While there is no explicit mention of Mary’s heart in the Old Testament, many fathers of the Church pointed to the Song of Songs and noted that there are two references to heart that stick out. In Sgs 5:2, we hear the Bride say, “I was sleeping, but my heart was awake. The sound of my lover knocking!,” and later, in 8:6, she says “Set me as a seal upon your heart.” Some fathers have said that “my heart was awake” refers to how Mary contemplated divine things in her heart, whereas the second, “Set me as a seal,” refers to how Christ so marked the Virgin’s heart through charity and faith, that she was sealed in her contemplation and her heart was made to resemble her Beloved’s Son. Indeed, “as Christ is the perfect image of the Father, so Mary is humanity’s best image of the Son, and since internally and externally no created soul has so perfectly resembled the Source of all Grace, we are not surprised to see in the commentaries of the Fathers on the [Song of Songs] the vestiges of the devotion to that Heart which pre-eminently loved Christ, and which in charity resembled His divine Heart most closely.”

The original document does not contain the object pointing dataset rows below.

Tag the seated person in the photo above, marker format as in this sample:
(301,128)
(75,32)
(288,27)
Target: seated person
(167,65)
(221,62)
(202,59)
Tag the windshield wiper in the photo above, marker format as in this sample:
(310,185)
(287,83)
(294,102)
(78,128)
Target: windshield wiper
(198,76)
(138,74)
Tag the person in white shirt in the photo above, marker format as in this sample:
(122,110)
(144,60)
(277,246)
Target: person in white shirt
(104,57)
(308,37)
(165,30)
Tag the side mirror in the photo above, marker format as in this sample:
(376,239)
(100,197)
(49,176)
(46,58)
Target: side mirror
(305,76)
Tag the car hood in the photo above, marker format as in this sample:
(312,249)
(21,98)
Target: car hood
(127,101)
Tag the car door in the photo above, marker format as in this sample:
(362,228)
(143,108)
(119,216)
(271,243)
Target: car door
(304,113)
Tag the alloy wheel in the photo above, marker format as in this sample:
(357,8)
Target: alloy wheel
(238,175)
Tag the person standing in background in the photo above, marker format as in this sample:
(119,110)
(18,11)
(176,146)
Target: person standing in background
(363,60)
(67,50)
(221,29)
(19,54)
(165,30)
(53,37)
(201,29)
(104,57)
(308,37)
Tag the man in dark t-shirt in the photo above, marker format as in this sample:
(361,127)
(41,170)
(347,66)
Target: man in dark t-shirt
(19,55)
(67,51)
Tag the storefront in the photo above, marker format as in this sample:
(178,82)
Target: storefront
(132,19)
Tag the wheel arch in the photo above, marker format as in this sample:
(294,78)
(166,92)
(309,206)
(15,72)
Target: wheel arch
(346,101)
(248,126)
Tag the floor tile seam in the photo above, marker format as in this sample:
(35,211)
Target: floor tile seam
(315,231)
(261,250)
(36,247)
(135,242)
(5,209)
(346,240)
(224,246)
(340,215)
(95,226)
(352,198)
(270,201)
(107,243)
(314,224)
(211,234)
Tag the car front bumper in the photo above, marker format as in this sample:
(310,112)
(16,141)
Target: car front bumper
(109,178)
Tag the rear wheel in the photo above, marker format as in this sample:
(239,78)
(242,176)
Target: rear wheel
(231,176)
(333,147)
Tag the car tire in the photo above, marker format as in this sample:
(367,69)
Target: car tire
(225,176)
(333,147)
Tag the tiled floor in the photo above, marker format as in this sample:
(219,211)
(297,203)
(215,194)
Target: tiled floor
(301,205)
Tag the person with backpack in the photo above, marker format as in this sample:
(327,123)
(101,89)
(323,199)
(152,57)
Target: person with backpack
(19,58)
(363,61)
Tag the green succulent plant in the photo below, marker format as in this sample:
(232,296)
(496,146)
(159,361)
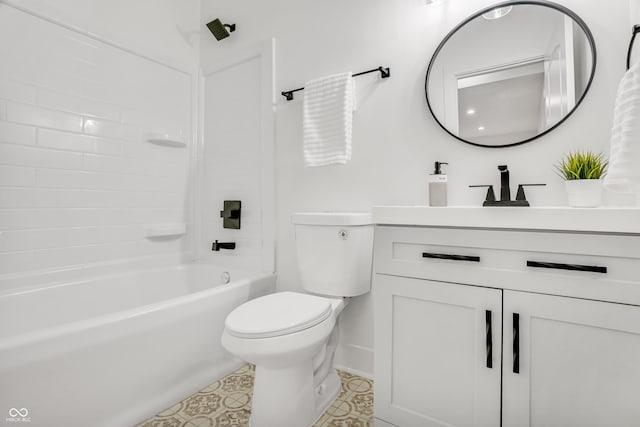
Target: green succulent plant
(582,165)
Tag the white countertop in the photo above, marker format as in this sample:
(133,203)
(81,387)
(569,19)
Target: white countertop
(603,220)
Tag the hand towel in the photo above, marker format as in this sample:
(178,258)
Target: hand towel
(624,160)
(327,120)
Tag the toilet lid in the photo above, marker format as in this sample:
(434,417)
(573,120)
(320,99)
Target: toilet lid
(277,314)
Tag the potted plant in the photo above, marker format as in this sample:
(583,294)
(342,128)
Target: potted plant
(583,172)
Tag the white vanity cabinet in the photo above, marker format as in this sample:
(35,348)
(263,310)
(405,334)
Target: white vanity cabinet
(513,328)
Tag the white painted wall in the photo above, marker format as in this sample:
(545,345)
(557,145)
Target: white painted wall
(236,158)
(78,181)
(395,139)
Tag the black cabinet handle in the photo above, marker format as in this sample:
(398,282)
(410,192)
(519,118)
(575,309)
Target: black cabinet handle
(452,257)
(489,341)
(572,267)
(516,343)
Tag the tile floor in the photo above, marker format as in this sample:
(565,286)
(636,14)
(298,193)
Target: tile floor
(227,402)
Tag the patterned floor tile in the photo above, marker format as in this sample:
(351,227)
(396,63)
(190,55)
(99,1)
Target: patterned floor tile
(227,403)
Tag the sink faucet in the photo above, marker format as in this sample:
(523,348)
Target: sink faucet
(222,245)
(505,191)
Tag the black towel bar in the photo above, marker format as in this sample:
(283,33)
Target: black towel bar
(385,72)
(636,30)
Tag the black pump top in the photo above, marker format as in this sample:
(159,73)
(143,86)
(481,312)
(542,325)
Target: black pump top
(438,170)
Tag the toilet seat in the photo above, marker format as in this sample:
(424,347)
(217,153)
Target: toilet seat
(277,314)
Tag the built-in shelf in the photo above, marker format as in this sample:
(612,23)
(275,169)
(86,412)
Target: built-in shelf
(174,229)
(166,139)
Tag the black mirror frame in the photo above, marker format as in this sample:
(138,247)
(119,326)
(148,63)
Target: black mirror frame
(566,11)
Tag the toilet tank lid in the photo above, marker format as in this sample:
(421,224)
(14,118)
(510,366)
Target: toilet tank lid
(332,218)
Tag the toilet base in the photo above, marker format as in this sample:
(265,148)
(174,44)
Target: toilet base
(286,397)
(326,393)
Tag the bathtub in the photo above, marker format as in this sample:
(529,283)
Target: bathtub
(116,349)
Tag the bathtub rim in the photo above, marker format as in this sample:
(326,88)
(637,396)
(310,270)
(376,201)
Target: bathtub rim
(12,342)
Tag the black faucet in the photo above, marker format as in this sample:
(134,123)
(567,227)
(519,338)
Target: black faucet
(505,191)
(215,246)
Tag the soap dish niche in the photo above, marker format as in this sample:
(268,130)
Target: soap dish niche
(166,139)
(162,230)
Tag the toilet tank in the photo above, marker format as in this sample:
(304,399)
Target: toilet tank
(335,252)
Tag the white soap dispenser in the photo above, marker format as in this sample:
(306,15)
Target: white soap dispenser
(438,186)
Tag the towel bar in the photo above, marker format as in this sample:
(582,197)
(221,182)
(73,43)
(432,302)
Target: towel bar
(636,30)
(385,72)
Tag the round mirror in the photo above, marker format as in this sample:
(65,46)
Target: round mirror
(510,73)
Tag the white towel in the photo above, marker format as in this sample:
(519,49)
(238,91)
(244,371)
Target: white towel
(327,120)
(624,173)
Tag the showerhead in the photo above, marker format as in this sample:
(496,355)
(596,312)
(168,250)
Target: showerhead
(219,30)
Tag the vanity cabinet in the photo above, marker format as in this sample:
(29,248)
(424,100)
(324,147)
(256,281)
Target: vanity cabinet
(506,328)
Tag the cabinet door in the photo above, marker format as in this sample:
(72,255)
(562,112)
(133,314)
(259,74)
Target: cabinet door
(578,362)
(431,348)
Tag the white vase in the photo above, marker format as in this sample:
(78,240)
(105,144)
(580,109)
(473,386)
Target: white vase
(584,193)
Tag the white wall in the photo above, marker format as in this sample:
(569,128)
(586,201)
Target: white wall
(395,139)
(78,181)
(236,158)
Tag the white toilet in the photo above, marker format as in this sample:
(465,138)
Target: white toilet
(291,337)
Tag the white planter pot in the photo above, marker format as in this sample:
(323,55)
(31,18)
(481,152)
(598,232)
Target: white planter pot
(584,193)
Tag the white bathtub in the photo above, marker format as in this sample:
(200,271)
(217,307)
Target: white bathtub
(116,349)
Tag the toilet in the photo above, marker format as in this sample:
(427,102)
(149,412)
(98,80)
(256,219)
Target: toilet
(291,337)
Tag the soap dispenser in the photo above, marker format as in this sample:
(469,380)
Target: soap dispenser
(438,186)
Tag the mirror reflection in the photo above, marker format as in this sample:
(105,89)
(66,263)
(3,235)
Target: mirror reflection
(510,74)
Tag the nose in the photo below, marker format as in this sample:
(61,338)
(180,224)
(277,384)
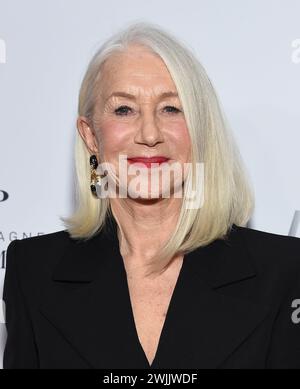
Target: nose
(149,132)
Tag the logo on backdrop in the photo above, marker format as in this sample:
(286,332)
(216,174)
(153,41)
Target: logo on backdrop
(3,195)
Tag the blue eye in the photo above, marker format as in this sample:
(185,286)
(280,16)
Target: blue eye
(173,109)
(123,110)
(119,111)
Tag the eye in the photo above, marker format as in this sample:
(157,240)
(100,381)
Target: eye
(172,109)
(121,110)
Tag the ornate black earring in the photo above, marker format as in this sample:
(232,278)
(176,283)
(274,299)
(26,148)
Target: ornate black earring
(95,178)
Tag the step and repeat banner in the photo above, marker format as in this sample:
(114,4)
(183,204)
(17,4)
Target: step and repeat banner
(250,50)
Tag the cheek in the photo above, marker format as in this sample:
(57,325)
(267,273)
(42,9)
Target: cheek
(180,138)
(113,137)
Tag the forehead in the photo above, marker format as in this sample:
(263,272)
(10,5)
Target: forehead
(134,71)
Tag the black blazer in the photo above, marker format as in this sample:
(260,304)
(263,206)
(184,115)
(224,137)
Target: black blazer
(68,305)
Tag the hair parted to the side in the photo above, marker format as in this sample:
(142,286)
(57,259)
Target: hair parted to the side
(228,193)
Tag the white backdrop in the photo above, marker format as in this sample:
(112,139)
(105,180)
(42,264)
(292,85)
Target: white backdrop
(250,49)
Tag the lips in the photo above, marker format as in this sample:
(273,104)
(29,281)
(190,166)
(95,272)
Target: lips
(148,161)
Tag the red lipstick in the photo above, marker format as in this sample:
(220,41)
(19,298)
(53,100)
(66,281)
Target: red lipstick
(147,161)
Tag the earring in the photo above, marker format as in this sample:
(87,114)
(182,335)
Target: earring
(95,178)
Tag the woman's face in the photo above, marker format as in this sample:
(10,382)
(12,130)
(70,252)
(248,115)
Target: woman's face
(145,124)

Both of these elements re-occur in the New Testament as well. Luke mentions Mary’s heart explicitly twice, one time of which we heard in today’s Gospel, Mary “kept all these things in her heart.” This would be in keeping with Mary’s profound and constant contemplation of the divine mysteries. We can also think of Calvary, where, as Christ was pierced with the lance, Mary was pierced with the sword of sorrow.
Because of this intimate connection, Saint John Eudes would write that “Jesus lives in [Mary’s] soul and body. . . . His Heart abides in her Heart, His soul in her soul. . . . His virtues, mysteries, and divine attributes are living in her Heart.” This sharing comes from the profound connection between the two hearts, our second point.
As one author describes it, “the basic spiritual bond between these Hearts is, of course, the bond of love. The love of Christ for men includes naturally, in the first place, His Blessed Mother; and Mary’s love for God of necessity includes the Second Person of the Blessed Trinity, her divine Son. . . . It is because of the nature of Mary’s love, and because of what constitutes her sanctity, that we can say the devotion to the Immaculate Heart is the synthesis of all Marian doctrine and devotion. The love of Mary as the foundation and root of all her virtues and the motivating force which prompted every action of her life, and her sanctity as the underlying foundation of all her gifts and privileges, are the connecting link between her Immaculate Heart and all Marian doctrine.” Mary’s love for her Son is the source of all the graces and blessings she has.
For us, then, this memorial is an excellent reminder that all of the graces we need flow from Christ through Mary. Mary’s heart was completely human; it was completely pure, and wholly given to God. How well do our hearts resemble hers? Is Christ the seal upon our hearts? Let us ask our Blessed Mother, through her Immaculate Heart, to grant us the grace to love Christ as she did.